Regolamento di organizzazione dell’Università degli Studi di Trieste
TITOLO II – Organizzazione delle strutture di servizio

Articolo 10 – Unità organizzative di line

1.    Le unità organizzative di line sono rispettivamente l’Area, il Servizio, l’Ufficio.
2.    L’Area è l’unità organizzativa di line di primo livello.
L’Area è la struttura organizzativa di maggiore rilevanza, costituita per garantire il governo di aree omogenee o interdipendenti di funzioni per il presidio di ambiti di notevole ampiezza e complessità.
È finalizzata alla gestione di macro-processi corrispondenti all’esercizio di uno o più compiti istituzionali o ad ambiti di attività con valenza strategica.
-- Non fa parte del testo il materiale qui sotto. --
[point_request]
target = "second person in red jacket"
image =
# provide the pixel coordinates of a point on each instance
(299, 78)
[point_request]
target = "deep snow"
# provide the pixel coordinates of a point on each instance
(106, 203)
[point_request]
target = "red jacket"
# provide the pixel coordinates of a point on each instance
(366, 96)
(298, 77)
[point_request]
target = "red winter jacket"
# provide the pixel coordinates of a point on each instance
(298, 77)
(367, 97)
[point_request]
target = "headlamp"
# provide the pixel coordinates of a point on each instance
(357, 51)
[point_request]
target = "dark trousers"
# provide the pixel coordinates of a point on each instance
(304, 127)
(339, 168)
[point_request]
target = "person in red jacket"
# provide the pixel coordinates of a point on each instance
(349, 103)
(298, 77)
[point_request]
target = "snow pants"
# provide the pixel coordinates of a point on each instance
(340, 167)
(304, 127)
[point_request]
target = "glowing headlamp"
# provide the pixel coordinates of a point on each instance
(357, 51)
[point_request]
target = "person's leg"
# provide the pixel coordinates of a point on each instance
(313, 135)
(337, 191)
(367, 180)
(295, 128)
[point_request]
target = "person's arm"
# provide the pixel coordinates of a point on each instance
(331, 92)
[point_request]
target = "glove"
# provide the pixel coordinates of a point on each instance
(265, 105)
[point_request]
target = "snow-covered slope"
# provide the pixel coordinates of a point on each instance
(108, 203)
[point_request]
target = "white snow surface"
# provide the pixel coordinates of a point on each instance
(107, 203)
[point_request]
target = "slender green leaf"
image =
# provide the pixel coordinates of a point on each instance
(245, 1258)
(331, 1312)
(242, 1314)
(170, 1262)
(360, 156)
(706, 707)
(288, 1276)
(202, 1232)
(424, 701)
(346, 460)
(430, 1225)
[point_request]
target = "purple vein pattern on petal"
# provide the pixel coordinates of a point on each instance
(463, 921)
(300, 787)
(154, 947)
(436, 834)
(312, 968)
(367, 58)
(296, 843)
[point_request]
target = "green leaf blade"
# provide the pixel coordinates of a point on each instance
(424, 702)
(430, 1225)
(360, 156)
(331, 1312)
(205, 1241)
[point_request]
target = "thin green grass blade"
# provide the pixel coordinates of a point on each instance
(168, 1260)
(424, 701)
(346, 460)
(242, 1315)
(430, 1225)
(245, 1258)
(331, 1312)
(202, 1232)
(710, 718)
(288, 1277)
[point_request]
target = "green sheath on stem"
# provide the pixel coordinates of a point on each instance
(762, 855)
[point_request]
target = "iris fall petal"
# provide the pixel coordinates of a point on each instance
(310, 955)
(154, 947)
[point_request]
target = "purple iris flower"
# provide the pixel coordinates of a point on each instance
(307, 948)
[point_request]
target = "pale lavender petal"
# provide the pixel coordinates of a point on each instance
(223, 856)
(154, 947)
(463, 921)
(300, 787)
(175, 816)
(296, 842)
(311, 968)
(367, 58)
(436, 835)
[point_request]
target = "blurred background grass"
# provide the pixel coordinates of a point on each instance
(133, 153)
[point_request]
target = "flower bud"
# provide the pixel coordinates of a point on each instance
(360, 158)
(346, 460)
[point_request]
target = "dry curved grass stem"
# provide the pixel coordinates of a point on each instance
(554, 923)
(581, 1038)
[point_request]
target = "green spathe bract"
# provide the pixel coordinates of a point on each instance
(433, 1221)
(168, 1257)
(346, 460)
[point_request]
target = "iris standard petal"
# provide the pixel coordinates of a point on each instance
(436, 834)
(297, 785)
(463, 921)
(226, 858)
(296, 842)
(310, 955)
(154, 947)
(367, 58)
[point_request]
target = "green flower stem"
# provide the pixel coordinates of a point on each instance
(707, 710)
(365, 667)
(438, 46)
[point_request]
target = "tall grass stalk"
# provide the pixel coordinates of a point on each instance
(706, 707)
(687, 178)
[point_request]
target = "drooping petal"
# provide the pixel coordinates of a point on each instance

È il punto di riferimento per le attività di pianificazione e controllo strategico, per la gestione le politiche finanziarie, di organizzazione e gestione del personale, per i rapporti tra organi di governo e dirigenza, per i rapporti con le altre strutture di servizio e con le strutture dipartimentali, nonché per le responsabilità provvedimentali sui procedimenti di competenza, ai sensi della legge n. 241/1990.
L'Area non ha unità organizzative gerarchicamente sovra ordinate ed opera alle dirette dipendenze del Direttore Generale.
È affidata alla responsabilità di un Dirigente, che ne è responsabile e ha autonomia organizzativa e gestionale riguardo alle attività di propria competenza, nell’ambito delle direttive impartite dal Direttore Generale.
3.    Il Servizio è l’unità organizzativa di line di secondo livello.
Il Servizio è una struttura organizzativa di notevole rilevanza e complessità individuata nell’ambito dell’unità di primo livello, per garantire la gestione di un insieme ampio ed omogeneo di servizi o macro-processi.
È caratterizzata da un insieme di attività interdipendenti, da relazioni significative sia interfunzionali che con l’ambiente esterno e dalla rilevanza qualitativa e quantitativa delle risorse gestite (umane, finanziarie e/o strumentali e/o tecnologiche).
La gestione di queste attività deve comprendere almeno uno dei seguenti requisiti: il coordinamento di altre unità organizzative; la gestione di persone e di risorse materiali, con riguardo all'eterogeneità, alla profondità e all’ampiezza delle competenze; il presidio di affari complessi di carattere organizzativo e gestionale.
Il Servizio può sotto articolarsi in almeno due unità di terzo livello solo nel caso in cui sia necessario specializzare diversi ambiti di attività o presidi territoriali.
È il punto di riferimento per la meso-organizzazione, per le innovazioni organizzative, di servizio, di prodotto e di processo, per la programmazione ed il controllo di gestione nonché per la responsabilità procedimentali sui procedimenti di competenza, ai sensi della legge n. 241/1990.
È affidato alla responsabilità di una posizione organizzativa, in ragione del grado di autonomia e responsabilità connesse.
4.    L’Ufficio è l’unità organizzativa di line di terzo livello.
L’Ufficio è una struttura organizzativa specializzata nella gestione di servizi o processi amministrativo-gestionali interdipendenti, affini o complementari nonché all’esercizio o al coordinamento di attività omogenee.
La creazione di un Ufficio deve prevedere livelli minimi di complessità che giustifichino la creazione di una unità organizzativa differenziata rispetto a quella sovra ordinata.
L’Ufficio è il punto di riferimento per la micro-organizzazione, per la programmazione operativa, per i controlli di efficienza e di qualità su specifici processi nonché per la responsabilità istruttorie sui procedimenti di competenza, ai sensi della legge n. 241/1990.
L’Ufficio è caratterizzato da responsabilità di prodotto e di risultato. 
È affidato alla responsabilità di una posizione organizzativa, in ragione del grado di autonomia e responsabilità connesse.